Three cars swing into the street behind us—coordinated, hungry, closing fast.
Alejandro twists, window down, gun already up.
“I’ve got these.”
Alejandro leans out the window and fires. The firstbullet punches straight into the front tire of the nearest car. The rubber explodes, the vehicle skidding sideways into its partner. Both fishtail at once, slamming into a street sign with a twisted metallic shriek.
Two taken out in one motion.
He pivots to the third car, fires twice, metal sparking off the hood.
“Damn it,” he growls. “This one’s armored. Get me on the driver’s side.”
I weave around a minivan, slide us into the opposite lane, and ease off the gas just enough to give him a clean angle. Traffic blurs past us, horns blaring, but he’s already shifting—bracing his foot against the door, fingers locking onto the window frame.
Then he goes still.
Completely still.
The chaos outside, the ricochet of bullets, the screaming city—all of it falls away from him. I can feel it. That quiet, cold recalibration of a predator aligning with the kill.
He exhales.
One shot.
It threads perfectly through the metal slats of the assassin’s front grill, slips past the engine block, and finds the tiny exposed gap between the armored plates for the air vents.
The driver jerks, blood splattering the inside of the windshield before the car veers sharply to the right and slams into a row of parked vehicles.
I let out a breath. My shoulder slumping as I let the tension go.
“Nice shot,” I say.
His mouth twitches. Not a smile. Just the shadow of one.
It feels like the number of assassins chasing us doubles in an instant. I take another corner hard, tires screaming, and the rear end swings just wide enough to give me a clean count.
Four cars.
Two motorcycles weaving between them like sharks in shallow water.

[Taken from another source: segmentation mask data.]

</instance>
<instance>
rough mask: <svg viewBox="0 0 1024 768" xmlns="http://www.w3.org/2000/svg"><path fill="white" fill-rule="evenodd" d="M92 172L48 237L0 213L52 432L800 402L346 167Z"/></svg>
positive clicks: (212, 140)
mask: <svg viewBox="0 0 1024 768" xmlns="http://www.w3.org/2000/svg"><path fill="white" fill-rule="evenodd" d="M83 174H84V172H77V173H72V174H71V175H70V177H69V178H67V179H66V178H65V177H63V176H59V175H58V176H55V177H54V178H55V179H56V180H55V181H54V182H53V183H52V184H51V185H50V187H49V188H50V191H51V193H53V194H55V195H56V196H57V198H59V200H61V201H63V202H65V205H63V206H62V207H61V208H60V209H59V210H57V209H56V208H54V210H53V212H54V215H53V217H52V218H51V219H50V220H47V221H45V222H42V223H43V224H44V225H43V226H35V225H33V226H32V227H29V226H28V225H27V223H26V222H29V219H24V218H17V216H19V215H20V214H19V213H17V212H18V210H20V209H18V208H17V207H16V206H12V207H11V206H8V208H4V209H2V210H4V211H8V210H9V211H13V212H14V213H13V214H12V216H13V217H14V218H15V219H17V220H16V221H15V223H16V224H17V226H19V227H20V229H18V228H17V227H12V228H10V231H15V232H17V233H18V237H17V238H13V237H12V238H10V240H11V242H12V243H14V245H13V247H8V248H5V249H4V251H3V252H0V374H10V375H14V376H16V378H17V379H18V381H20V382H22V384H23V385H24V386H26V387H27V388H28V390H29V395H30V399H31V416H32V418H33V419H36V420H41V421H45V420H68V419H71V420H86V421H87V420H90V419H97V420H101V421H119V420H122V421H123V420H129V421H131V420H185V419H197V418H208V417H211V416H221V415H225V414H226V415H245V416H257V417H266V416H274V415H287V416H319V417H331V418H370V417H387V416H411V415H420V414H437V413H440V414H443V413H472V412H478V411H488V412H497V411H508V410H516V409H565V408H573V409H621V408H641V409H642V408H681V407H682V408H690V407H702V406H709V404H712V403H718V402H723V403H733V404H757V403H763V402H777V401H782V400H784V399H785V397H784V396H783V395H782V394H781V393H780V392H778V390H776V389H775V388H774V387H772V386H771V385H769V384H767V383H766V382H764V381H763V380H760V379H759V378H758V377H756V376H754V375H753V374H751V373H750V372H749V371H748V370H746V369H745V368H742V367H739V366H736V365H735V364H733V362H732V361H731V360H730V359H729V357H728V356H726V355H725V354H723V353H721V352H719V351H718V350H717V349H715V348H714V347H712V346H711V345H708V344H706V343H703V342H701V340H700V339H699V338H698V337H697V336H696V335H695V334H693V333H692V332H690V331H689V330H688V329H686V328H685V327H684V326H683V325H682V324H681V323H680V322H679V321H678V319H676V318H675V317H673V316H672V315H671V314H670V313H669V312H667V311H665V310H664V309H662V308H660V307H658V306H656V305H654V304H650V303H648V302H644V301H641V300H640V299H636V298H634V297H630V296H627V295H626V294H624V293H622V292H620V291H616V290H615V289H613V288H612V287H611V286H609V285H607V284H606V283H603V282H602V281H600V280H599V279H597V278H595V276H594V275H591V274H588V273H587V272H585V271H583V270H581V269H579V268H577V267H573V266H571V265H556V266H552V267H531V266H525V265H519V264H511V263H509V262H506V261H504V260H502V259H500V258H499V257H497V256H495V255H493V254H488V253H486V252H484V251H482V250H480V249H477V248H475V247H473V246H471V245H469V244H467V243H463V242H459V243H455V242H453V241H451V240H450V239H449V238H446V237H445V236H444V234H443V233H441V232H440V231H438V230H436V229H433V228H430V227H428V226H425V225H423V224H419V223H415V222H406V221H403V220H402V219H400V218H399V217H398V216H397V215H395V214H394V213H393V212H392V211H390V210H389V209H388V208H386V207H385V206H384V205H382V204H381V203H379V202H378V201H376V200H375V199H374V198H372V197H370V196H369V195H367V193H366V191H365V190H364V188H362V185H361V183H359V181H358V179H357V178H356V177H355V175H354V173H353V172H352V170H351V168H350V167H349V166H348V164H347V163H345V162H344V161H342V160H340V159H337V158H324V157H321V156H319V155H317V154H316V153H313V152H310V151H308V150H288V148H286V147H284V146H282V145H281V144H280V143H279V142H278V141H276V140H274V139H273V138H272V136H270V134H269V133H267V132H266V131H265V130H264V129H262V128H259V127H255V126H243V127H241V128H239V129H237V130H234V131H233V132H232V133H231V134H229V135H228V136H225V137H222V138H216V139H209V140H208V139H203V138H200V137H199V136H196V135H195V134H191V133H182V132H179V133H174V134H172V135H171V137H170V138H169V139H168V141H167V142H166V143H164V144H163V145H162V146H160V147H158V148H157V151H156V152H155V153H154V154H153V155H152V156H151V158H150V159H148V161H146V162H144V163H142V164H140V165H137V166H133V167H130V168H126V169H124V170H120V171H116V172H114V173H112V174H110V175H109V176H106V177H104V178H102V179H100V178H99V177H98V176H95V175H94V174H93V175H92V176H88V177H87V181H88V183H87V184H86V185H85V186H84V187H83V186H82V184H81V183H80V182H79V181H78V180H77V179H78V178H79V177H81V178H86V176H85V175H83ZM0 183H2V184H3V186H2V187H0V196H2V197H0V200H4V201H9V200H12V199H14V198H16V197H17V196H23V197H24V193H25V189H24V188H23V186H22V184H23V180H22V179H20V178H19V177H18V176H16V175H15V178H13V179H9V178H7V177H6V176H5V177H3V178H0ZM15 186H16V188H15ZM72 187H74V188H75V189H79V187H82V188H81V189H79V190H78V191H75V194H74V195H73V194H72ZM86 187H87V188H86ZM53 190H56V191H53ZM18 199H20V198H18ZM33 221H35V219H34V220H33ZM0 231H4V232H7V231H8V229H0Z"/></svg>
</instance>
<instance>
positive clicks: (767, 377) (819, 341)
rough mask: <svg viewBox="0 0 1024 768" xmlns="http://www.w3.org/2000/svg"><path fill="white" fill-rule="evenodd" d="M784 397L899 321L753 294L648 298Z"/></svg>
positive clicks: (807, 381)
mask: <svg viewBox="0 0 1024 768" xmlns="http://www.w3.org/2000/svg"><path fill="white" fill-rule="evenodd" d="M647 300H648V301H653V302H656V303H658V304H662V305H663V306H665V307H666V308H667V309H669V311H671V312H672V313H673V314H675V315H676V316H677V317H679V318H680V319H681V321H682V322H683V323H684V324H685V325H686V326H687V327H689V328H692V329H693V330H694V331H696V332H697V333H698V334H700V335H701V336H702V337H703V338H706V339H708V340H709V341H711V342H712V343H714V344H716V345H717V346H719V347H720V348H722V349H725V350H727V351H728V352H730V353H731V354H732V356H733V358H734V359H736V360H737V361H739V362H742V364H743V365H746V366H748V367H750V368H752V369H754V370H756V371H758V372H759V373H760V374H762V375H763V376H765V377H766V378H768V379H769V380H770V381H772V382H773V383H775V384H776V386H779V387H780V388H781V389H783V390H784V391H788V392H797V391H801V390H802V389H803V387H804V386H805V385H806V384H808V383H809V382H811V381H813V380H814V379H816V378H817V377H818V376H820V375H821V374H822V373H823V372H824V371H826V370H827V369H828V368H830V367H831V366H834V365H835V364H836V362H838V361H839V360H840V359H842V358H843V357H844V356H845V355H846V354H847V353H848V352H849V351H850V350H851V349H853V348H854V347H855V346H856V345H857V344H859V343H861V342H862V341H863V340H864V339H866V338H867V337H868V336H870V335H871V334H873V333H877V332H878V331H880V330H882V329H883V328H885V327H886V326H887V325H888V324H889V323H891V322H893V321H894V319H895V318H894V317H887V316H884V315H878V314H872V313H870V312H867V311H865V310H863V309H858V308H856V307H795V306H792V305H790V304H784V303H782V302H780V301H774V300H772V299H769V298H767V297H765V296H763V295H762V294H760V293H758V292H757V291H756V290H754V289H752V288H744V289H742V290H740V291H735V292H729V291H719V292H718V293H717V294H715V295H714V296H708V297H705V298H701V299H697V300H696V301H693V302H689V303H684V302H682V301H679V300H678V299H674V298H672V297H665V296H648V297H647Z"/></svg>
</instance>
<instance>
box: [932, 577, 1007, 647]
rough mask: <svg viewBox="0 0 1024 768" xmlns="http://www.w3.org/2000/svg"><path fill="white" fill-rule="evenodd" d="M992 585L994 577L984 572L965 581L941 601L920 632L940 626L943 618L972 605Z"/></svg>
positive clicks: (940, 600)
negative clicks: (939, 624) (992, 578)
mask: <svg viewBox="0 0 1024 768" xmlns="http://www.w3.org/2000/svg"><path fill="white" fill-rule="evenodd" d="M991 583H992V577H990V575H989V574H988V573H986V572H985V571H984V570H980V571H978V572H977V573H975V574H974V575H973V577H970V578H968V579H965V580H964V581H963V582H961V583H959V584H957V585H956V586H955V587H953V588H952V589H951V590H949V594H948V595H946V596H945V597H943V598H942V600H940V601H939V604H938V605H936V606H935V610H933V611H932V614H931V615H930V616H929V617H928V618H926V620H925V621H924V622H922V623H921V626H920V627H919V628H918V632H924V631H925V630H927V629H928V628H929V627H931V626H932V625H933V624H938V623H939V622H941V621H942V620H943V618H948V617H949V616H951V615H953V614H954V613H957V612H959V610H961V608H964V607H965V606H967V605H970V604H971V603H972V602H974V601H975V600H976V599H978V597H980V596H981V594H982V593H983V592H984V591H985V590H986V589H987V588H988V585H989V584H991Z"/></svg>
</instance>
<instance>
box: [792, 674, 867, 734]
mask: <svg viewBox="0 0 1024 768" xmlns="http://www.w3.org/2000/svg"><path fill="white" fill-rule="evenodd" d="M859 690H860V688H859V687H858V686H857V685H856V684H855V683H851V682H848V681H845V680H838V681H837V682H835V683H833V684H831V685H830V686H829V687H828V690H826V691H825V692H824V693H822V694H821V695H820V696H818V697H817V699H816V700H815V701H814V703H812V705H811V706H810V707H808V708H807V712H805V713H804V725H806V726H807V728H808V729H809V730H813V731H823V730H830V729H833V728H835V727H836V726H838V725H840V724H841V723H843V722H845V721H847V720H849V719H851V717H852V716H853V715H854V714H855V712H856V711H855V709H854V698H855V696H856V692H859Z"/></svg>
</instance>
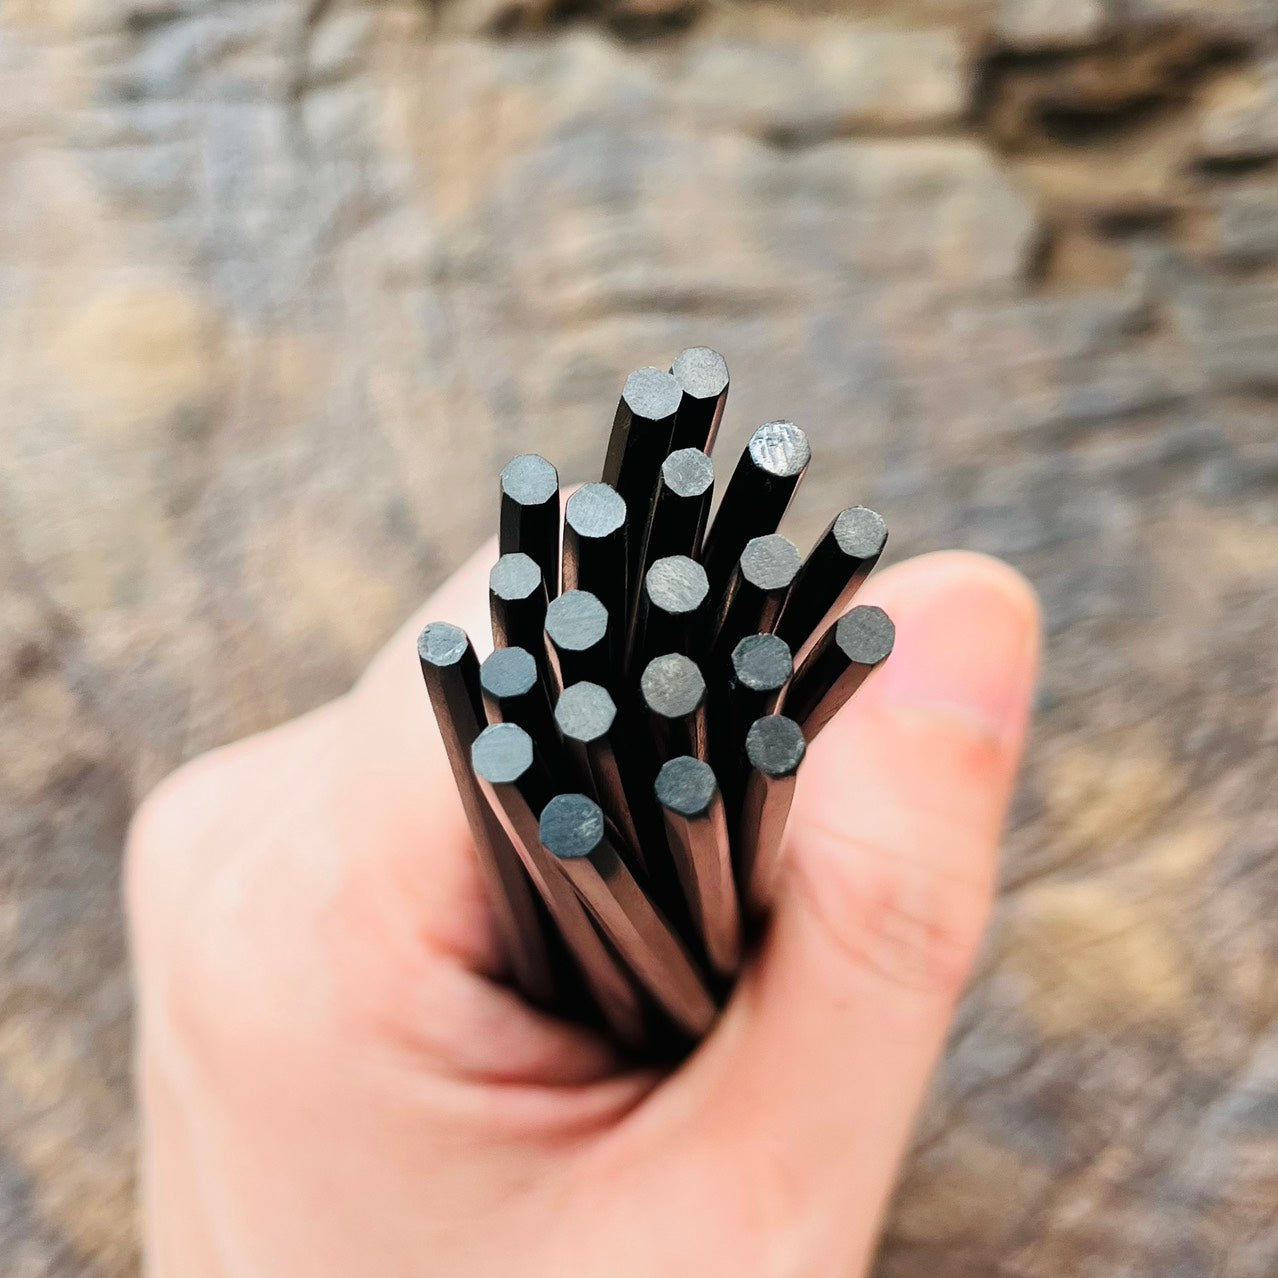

Alejandro leans across me without warning, rolling down my window. His arm brushes my chest, and—for one ridiculous second—I register that he smells good. Clean. Warm. Something sharp under it, like cedar.
“Sorry—excuse me—coming through?—”
Then he fires twice.
One of the motorcycles jerks violently, the rider skidding across asphalt in a shower of sparks.
The second bike is still bearing down on us when I wrench the wheel right. The sudden force throws him closer—his shoulder pressing into mine as he mutters a quiet, vicious, “Joder?*…”
The curse slips out like a reflex, rough and annoyed.
It pulls a tiny, involuntary smirk from me.
Then I clip the second rider cleanly, sending him and the bike flying down the subway stairs in a blooming fireball of orange flame.